British Columbia authorities are proposing new incentives seen as encouraging progress with a proposed liquefied natural gas (LNG) export terminal near Kitimat in northern BC.
The LNG Canada project has been in limbo since consortium leader Shell postponed a final investment decision (FID) in 2016 so it could look for cost reductions in response to low prices.
BC’s incentives include removal of an LNG income tax, exemption from a provincial sales tax during project construction, tailored application of climate-mitigation regulations and modified requirements regarding electricity rates.
But the Green Party, a member of BC’s governing coalition, needs to evaluate the potential impact on climate targets before agreeing.
Shell is the lead party on the LNG Canada project in partnership with PetroChina, KOGAS and Mitsubishi Corporation.

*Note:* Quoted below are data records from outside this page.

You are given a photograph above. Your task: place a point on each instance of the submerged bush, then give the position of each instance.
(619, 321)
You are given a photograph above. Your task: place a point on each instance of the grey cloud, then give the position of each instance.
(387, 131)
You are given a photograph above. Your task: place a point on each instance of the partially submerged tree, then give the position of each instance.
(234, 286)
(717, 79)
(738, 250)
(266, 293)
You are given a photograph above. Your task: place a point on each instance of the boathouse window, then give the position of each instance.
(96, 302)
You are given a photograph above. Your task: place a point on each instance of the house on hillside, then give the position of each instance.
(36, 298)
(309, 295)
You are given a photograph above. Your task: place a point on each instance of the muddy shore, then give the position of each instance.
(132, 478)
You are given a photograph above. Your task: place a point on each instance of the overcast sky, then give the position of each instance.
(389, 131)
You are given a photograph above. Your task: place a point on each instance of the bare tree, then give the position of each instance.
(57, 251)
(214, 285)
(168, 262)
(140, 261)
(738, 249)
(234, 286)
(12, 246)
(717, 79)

In BC’s calculations the LNG Canada plant would be the world’s cleanest LNG facility in terms of low greenhouse gas emissions and is estimated to produce $22 billion in government revenue over 40 years as well as employing 10,000 people by 2021.
Three other LNG export facility projects have been cancelled in BC including a potential $28bn facility at Lelu Island in the north of the province. That was called off by majority stakeholder Petronas in July 2017.
Petronas, Malaysia’s state oil firm, cited poor market conditions for that decision.